I also really love the location and interior of Lisa Chambers’ apartment in Double Shock, the soft greens and yellows. It makes me wish I could go back to live in the 70s and is one of the main reasons Columbo is such comforting viewing and perfect for those cold Sunday afternoons. It’s all part of the experience.
It’s interesting what you both say. I’ll pay more attention to it. Columbophile learned me to LISTEN to the Columbo-episodes (I’m glad he did), and I always liked to LOOK at the camera-positions (for instance: the murder in “Ransom”) and at the pace of the takes.
But I still discover new qualities. One example (a detail): the position of Greenleaf’s car in the opening scene of Publish or Perish.
There are very different ways to appreciate the Columbo episodes. Television as an Art.
Couldn’t agree more. I was a teen in the garish 70’s and I consider Columbo “comfort” TV. Love those glorious mansions and huge gas guzzling cars!
This was an enjoyable episode, whatever its flaws . Perhaps it might have taken more than a difference in toothbrushes to hint at other than natural causes for poor Dudek. My mom had dentures and used a special toothbrush as well, but finding a regular toothbrush in Dudek’s kit could still have been an easy thing to shrug off.
Clayton’s chess nightmare reminds me a little of John Ballantyne’s “Salvador Dali” dream in the 1945 movie SPELLBOUND. He certainly seems a tormented soul at first, but Dudek really was a sweet old man and didn’t deserve what happened to him at all. So I don’t feel especially sorry for Clayton once Columbo starts bugging him to death.
Very hard to shrug off that it was someone else’s toothbrush! But what about the tiny, crappy hotel rooms given our chess stars! What’s up with that?
Actually, it’s very easy to shrug off given that Dudek was supposedly in a very agitated and disoriented state, which is something that you are apparently forgetting.
Actually, it’s very easy to shrug off given that Dudek was supposedly in a very agitated and disoriented state, which is something that you are apparently forgetting.
I enjoyed this episode because of the excellent acting and I thought interesting characterization of Emmett Clayton. But I found it one of the weakest written of any Columbo episodes. I watched it twice but never saw any compelling evidence given by Columbo or the police that there had even been a murder. The “gotcha” only proved that Clayton was hard of hearing. Dudek was an old man with advanced diabetes and a serious heart condition, shown by his taking drugs like digoxin, digitalis, and lasix. Suffering a dizzy spell and accidentally falling into the trash disposal would be quite possible. The disposal would then have shut itself off. No need for a deaf murderer to be about. As for his actual death at the hospital, given his illnesses, and the trauma he had gone though, even if his condition at first was stable, I doubt if a sudden fatal heart attack would have been that unexpected. So nothing was proven. The wrong toothbrush being packed is not going to send a guy to the gas chamber.

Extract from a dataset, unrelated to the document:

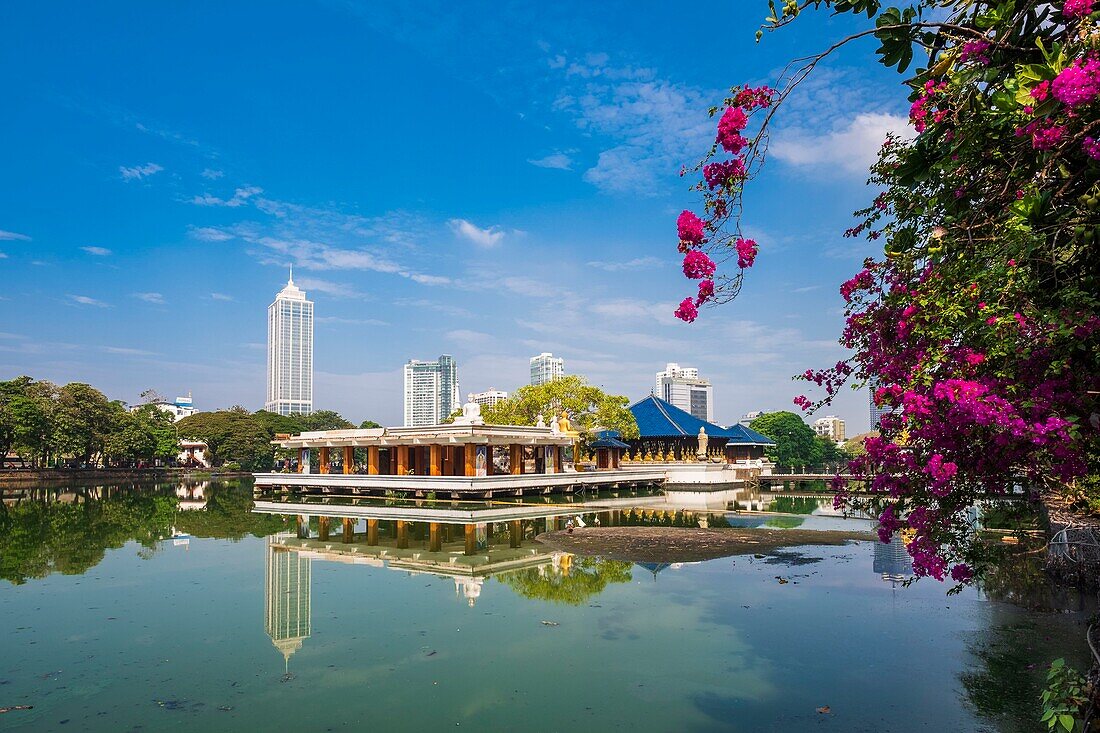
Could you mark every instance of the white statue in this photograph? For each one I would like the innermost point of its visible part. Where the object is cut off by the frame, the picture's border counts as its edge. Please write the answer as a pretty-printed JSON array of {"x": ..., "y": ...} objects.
[
  {"x": 471, "y": 413},
  {"x": 703, "y": 439}
]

The recorded chess game the night before and the waiter’s seeming recall that the Russian made the first move with the “white” salt shaker were the key clues. What luck that the victim recorded that game before he expired!
You are joking, right?
You are absolutely spot on. It was a very enjoyable episode and fun to watch, but the so-called ‘gotcha’ in this case was utterly ridiculous and laughable.
The Russian Grand Master was not at all like a typical Russian GM we have experienced. In fact Lawrence having originated from East Europe could have been better, maybe as a nasty arrogant version. As to Lawrence’s unstable behaviour well being hearing challenged can affect your personality. And as to him not hearing that the machine had been turned off yes indeed the vibration would have given it away, what you lose in one sense you gain in others, but further he was not ‘deaf’ more hearing impaired since he was wearing only one aid.